Tubular brain retractors may improve access to deep-seated brain lesions while potentially reducing the risks of collateral neurological injury associated with standard microsurgical approaches. Here, microscope-assisted resection of lesions using tubular retractors is assessed to determine if it is superior to endoscope-assisted surgery due to the technological advancements associated with modern tubular ports and surgical microscopes.

METHODS

Following institutional approval of the tubular port, data obtained from the initial 20 patients to undergo transportal resection of deep-seated brain lesions were analyzed in this study. The pathological entities of the resected tissues included metastatic tumors (8 patients), glioma (7), meningioma (1), neurocytoma (1), radiation necrosis (1), primitive neuroectodermal tumor (1), and hemangioblastoma (1). Surgery incorporated endoscopic (5 patients) or microscopic (15) assistance. The locations included the basal ganglia (11 patients), cerebellum (4), frontal lobe (2), temporal lobe (2), and parietal lobe (1). Cases were reviewed for neurological outcomes, extent of resection (EOR), and complications. Technical data for the port, surgical microscope, and endoscope were analyzed.

RESULTS

EOR was considered total in 14 (70%), near total (> 95%) in 4 (20%), and subtotal (< 90%) in 2 (10%) of 20 patients. Incomplete resection was associated with the basal ganglia location (p < 0.05) and use of the endoscope (p < 0.002). Four of 5 (80%) endoscope-assisted cases were near-total (2) or subtotal (2) resection. Histopathological diagnosis, presenting neurological symptoms, and demographics were not associated with EOR. Complication rates were low and similar between groups.

CONCLUSIONS

Initial experience with tubular retractors favors use of the microscope rather than the endoscope due to a wider and 3D field of view. Improved microscope optics and tubular retractor design allows for binocular vision with improved lighting for the resection of deep-seated brain lesions.

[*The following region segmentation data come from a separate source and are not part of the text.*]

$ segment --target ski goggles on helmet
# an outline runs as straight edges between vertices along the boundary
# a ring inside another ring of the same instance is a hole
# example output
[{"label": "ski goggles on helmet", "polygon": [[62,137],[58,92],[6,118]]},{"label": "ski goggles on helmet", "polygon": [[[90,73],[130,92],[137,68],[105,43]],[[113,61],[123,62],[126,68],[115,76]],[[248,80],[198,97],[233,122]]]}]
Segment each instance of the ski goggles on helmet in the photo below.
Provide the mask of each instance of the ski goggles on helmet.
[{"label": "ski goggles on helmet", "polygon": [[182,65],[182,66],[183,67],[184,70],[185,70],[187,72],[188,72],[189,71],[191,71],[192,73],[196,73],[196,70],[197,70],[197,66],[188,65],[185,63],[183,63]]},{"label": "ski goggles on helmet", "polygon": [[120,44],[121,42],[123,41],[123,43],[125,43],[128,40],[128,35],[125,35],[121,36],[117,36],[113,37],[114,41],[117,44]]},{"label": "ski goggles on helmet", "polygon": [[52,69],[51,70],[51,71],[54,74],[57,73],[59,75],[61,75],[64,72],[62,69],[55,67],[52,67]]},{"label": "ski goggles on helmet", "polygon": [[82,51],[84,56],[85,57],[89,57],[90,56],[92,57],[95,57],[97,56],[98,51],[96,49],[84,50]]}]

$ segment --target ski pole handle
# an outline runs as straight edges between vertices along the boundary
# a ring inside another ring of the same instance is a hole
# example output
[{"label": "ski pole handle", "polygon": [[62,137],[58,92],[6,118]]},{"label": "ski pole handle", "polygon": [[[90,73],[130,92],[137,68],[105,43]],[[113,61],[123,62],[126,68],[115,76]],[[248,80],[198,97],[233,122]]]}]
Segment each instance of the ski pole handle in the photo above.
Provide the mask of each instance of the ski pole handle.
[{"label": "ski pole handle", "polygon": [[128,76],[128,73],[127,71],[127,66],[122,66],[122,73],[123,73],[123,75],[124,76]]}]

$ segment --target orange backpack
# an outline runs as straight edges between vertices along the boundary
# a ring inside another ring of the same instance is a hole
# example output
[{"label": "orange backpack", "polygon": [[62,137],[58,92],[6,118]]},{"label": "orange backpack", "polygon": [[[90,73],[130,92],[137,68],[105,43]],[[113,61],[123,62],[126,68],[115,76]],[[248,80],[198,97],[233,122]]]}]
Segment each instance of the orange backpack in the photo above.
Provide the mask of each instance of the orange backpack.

ABBREVIATIONSEOR = extent of resection; GTR = gross-total resection; NTR = near-total resection; STR = subtotal resection.

Article Information

Correspondence J. Bradley Elder, 410 W. 10th Ave., Doan Hall, N1052, Columbus, OH 43210. email: brad.elder@osumc.edu.

INCLUDE WHEN CITING Published online August 28, 2015; DOI: 10.3171/2015.1.JNS141113.

Disclosure The authors report no conflict of interest concerning the materials or methods used in this study or the findings specified in this paper.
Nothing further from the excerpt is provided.